Węgry. Burza po wypowiedzi Donalda Tuska
"Upolitycznienie zgonów" - takie zarzuty padają pod adresem Donalda Tuska. Polityk zamieścił wpis o tragicznym bilansie COVID-19 na Węgrzech i w Polsce. Jego opinia nie spodobała się w tym pierwszym kraju.
Wszystko zaczęło się od wpisu Donalda Tuska na Twitterze. Szef Europejskiej Partii Ludowej (EPL) zwrócił uwagę na to, że Węgry i Polska biją tragiczne rekordy w liczbie nowych zakażeń koronawirusem i zgonów na COVID-19.
"Nieliberalne demokracje w działaniu. Obiecali mniej wolności, ale więcej bezpieczeństwa. Dotrzymali obietnicy, ale tylko pierwszą połowę" - ocenił polityk.
Po tej wypowiedzi pojawiły się głosy oburzenia. Już w czwartek informowaliśmy, że wpis byłego premiera doczekał się reakcji rzecznika węgierskiego rządu.
"Zamiast rozliczyć instytucje UE ze spartaczenia zakupu szczepionek, Donald Tusk prowadzi partię (Helmuta) Kohla i (Wilfrieda) Martensa na manowce, brzmiąc jak lider liberałów" - napisał Zoltan Kovacs na Twitterze. Dodał, że gdyby Węgry czekały na Unię Europejską, nie prowadziłyby teraz pod względem odsetka zaszczepionych osób.

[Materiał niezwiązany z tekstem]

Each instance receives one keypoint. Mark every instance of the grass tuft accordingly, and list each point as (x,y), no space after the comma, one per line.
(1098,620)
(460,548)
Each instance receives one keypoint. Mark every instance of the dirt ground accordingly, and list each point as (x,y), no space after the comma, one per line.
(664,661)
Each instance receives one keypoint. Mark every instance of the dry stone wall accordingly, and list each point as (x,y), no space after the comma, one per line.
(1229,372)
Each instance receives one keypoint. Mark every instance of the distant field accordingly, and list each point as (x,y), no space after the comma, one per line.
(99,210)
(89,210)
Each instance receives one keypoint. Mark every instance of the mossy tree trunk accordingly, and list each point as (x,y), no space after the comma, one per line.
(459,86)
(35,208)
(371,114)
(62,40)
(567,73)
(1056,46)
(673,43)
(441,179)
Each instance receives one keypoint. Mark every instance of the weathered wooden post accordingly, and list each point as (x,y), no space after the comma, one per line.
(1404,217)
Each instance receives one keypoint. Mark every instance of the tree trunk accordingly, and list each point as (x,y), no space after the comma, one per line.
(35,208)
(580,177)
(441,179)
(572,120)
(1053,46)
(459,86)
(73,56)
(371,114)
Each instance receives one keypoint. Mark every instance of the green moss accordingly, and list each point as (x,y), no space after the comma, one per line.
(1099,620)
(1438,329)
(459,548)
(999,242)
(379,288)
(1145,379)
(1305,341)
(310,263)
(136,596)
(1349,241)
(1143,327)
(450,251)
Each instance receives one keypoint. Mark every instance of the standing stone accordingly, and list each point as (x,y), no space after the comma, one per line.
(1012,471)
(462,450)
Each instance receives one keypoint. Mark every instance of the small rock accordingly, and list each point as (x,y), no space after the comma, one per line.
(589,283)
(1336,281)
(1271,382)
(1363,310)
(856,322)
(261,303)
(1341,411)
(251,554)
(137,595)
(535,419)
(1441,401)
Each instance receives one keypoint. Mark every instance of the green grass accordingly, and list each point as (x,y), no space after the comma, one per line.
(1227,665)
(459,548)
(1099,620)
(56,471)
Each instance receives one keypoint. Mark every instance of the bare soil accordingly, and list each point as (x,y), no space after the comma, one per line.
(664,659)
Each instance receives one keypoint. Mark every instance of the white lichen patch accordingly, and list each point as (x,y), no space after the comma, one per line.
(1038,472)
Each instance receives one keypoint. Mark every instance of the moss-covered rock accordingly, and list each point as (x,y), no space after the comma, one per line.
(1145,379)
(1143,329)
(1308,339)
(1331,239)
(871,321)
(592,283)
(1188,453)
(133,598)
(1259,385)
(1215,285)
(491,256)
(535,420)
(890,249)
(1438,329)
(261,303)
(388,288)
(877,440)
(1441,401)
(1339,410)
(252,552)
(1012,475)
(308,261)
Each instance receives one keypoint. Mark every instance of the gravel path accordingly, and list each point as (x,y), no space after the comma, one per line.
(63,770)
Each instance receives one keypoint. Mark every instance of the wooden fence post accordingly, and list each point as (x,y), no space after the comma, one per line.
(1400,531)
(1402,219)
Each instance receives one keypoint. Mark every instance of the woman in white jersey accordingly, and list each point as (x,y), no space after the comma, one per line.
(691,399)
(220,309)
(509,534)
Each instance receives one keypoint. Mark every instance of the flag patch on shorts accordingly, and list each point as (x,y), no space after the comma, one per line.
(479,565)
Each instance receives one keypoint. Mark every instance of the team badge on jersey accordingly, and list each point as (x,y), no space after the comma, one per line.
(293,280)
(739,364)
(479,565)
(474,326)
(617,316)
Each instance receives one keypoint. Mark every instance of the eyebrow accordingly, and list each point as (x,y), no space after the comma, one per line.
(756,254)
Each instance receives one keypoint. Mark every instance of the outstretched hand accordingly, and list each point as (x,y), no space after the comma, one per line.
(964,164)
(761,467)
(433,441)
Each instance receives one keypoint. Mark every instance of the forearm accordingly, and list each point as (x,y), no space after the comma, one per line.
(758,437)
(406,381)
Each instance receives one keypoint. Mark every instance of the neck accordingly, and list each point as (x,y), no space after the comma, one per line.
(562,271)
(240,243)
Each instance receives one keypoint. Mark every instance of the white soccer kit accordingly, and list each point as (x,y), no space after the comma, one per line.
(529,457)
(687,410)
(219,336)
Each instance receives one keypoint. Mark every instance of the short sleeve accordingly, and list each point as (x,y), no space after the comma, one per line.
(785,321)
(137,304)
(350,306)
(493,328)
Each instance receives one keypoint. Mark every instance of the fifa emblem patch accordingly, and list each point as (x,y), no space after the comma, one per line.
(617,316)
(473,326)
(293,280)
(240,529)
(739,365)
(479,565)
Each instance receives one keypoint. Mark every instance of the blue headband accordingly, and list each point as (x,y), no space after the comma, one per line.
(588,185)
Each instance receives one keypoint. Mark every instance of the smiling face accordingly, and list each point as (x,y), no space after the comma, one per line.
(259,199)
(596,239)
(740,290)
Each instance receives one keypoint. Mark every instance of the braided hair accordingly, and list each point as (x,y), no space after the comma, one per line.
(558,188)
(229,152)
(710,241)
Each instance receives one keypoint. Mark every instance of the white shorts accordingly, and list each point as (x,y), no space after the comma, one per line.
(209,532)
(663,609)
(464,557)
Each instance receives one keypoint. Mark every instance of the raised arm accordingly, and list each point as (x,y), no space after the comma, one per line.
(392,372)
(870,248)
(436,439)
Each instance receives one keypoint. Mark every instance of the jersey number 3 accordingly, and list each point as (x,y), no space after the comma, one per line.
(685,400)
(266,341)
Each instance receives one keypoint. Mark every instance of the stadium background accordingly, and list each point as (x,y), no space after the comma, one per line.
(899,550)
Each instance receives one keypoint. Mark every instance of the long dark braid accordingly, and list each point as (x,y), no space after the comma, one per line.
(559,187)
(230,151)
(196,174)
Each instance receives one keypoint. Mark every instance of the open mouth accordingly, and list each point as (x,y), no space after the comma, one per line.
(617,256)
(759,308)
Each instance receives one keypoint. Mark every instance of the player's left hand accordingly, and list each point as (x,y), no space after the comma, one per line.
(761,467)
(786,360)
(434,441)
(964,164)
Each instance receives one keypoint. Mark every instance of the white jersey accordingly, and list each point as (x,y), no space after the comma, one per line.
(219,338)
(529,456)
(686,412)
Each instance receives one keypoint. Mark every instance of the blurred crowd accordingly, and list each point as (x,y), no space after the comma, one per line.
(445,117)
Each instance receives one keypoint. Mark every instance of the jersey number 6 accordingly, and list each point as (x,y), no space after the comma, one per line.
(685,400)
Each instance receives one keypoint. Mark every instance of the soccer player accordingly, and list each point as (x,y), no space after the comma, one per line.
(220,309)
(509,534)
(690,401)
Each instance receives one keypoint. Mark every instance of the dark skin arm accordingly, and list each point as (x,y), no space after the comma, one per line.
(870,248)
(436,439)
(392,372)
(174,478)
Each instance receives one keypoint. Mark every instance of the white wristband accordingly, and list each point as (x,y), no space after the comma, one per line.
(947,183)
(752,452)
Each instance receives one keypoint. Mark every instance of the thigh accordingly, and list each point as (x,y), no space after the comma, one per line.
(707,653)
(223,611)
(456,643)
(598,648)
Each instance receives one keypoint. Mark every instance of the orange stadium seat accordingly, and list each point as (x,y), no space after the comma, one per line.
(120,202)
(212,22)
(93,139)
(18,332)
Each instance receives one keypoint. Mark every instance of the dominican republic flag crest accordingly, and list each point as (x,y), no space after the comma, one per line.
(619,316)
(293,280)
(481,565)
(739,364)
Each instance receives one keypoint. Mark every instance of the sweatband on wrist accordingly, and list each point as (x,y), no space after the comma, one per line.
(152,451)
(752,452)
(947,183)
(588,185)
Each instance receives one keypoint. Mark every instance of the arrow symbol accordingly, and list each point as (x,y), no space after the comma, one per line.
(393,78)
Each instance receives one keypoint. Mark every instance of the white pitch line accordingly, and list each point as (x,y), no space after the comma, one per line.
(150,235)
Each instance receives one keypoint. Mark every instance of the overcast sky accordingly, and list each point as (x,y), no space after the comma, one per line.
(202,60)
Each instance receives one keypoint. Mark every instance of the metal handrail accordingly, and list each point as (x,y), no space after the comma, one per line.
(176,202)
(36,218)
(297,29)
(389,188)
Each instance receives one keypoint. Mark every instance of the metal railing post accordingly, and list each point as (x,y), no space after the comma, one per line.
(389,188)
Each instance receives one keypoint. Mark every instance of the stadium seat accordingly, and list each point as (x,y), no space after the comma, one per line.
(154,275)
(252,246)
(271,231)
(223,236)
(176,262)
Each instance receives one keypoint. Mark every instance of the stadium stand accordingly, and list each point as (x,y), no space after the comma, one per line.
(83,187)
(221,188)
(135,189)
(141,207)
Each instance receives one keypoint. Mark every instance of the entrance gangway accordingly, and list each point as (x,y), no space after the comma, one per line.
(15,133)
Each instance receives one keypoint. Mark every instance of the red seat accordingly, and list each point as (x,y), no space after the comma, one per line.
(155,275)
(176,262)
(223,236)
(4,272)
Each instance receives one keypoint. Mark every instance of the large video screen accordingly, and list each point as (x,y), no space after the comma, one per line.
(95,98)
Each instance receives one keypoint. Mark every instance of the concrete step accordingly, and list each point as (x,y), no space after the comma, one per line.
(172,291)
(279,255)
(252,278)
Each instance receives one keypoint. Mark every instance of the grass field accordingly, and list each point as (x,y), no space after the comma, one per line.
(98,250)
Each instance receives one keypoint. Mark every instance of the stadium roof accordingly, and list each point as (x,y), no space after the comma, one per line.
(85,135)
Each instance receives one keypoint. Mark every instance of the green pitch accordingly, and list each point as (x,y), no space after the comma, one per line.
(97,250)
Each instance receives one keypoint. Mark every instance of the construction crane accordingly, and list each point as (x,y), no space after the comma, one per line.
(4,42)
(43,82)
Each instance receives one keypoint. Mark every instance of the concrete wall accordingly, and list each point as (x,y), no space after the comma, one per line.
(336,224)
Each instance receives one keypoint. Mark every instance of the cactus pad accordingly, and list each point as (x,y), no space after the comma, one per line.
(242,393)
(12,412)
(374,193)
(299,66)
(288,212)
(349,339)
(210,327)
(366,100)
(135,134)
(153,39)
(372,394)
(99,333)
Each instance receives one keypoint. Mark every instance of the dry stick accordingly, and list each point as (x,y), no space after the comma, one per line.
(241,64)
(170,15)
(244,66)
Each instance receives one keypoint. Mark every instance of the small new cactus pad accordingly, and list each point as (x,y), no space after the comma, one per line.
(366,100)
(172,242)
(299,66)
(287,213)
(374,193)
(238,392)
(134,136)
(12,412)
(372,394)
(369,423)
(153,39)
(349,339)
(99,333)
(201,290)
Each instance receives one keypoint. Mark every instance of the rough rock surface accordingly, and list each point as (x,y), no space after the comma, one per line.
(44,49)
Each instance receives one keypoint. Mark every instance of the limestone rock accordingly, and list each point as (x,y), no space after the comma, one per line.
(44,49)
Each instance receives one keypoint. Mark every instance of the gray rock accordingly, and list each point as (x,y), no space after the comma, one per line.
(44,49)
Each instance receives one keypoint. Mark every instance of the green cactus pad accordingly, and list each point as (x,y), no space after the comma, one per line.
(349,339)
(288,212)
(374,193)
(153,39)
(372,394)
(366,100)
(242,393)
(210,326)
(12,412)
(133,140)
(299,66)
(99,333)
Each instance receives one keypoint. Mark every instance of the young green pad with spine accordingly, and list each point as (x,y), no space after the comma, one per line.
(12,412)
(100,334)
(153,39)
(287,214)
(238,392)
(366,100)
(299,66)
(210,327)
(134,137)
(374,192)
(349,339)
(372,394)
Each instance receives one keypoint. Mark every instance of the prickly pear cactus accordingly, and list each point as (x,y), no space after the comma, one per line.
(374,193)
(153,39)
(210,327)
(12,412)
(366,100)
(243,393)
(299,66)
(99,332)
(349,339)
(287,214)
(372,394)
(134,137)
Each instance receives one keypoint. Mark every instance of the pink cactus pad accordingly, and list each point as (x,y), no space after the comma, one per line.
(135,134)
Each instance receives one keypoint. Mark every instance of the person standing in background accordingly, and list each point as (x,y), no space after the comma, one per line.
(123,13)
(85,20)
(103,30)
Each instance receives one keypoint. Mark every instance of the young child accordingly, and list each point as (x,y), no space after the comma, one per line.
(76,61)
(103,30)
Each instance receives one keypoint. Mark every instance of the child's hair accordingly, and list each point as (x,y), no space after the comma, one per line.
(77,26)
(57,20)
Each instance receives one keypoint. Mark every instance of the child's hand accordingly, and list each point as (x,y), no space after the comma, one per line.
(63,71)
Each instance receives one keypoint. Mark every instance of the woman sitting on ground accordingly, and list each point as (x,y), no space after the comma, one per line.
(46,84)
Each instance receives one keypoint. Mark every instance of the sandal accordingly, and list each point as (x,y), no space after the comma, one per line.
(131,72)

Trwa ładowanie wpisu: twitter
"Upolitycznienie zgonów". Węgry reagują na słowa Tuska
Teraz pojawiły się kolejne głosy. Wiceprzewodnicząca rządzącego Fideszu Katalin Novak, którą cytuje dziennik "Magyar Nemzet", zarzuca Tuskowi "upolitycznianie zgonów".
- Nic pan nie zrobił, aby powstrzymać wirusa, a teraz upolitycznia pan zgony, chociaż przedstawia się pan jako chrześcijański dyplomata - stwierdziła Novak.
W podobnym tonie wypowiedział się europoseł współrządzącej na Węgrzech Chrześcijańsko-Demokratycznej Partii Ludowej Gyoergy Hoelvenyi. Polityk zaznaczył, że na ofiary śmiertelne COVID-19 to nie element rozgrywki politycznej. - Co pan zrobił, by Europa dysponowała jak największą liczbą szczepionek? - zapytał europoseł.
Jeszcze ostrzej do sprawy odniósł się publicysta Zsolt Bayer, który stwierdził, że Tusk "nie jest już ani Polakiem, ani patriotą, tylko marnym brukselskim biurokratą".
- Za swoją świetną pensję oczerni każdego, będzie gorliwie asystować w każdym imperialnym draństwie i kłamać tak, jak mu przykażą, czy to z Brukseli, czy to z Berlina, czy to z Waszyngtonu - napisał Bayer w gazecie "Magyar Nemzet".